Re: [PATCH v2 1/1] cgroup: make per-cgroup pressure stall tracking configurable
From: Suren Baghdasaryan
Date: Tue May 18 2021 - 14:23:21 EST
On Tue, May 18, 2021 at 11:08 AM Shakeel Butt <shakeelb@xxxxxxxxxx> wrote:
> On Mon, May 17, 2021 at 7:02 PM Suren Baghdasaryan <surenb@xxxxxxxxxx> wrote:
> > PSI accounts stalls for each cgroup separately and aggregates it at each
> > level of the hierarchy. This causes additional overhead with psi_avgs_work
> > being called for each cgroup in the hierarchy. psi_avgs_work has been
> > highly optimized, however on systems with large number of cgroups the
> > overhead becomes noticeable.
> > Systems which use PSI only at the system level could avoid this overhead
> > if PSI can be configured to skip per-cgroup stall accounting.

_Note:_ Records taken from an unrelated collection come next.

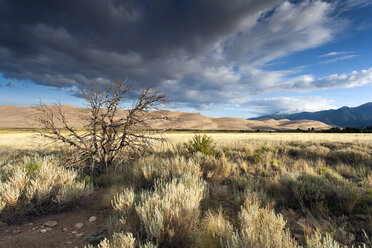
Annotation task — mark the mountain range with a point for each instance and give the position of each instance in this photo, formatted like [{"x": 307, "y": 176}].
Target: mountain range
[
  {"x": 359, "y": 117},
  {"x": 26, "y": 117}
]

> > Add "cgroup_disable=pressure" kernel command-line option to allow
> > requesting system-wide only pressure stall accounting. When set, it
> > keeps system-wide accounting under /proc/pressure/ but skips accounting
> > for individual cgroups and does not expose PSI nodes in cgroup hierarchy.
> > Signed-off-by: Suren Baghdasaryan <surenb@xxxxxxxxxx>
> I am assuming that this is for Android and at the moment Android is
> only interested in system level pressure. I am wondering if there is
> any plan for Android to have cgroup hierarchies with explicit limits
> in future?
Correct and yes, we would like to use memcgs to limit memory in the
future, however we do not plan on using per-cgroup psi so far.
> If yes, then I think we should follow up (this patch is fine
> independently) with making this feature more general by explicitly
> enabling psi for each cgroup level similar to how we enable
> controllers through cgroup.subtree_control.
> Something like:
> $ echo "+psi" > cgroup.subtree_control
> This definitely would be helpful for server use cases where jobs do
> sub-containers but might not be interested in psi but the admin is
> interested in the top level job's psi.
Haven't thought about it before but that makes sense to me.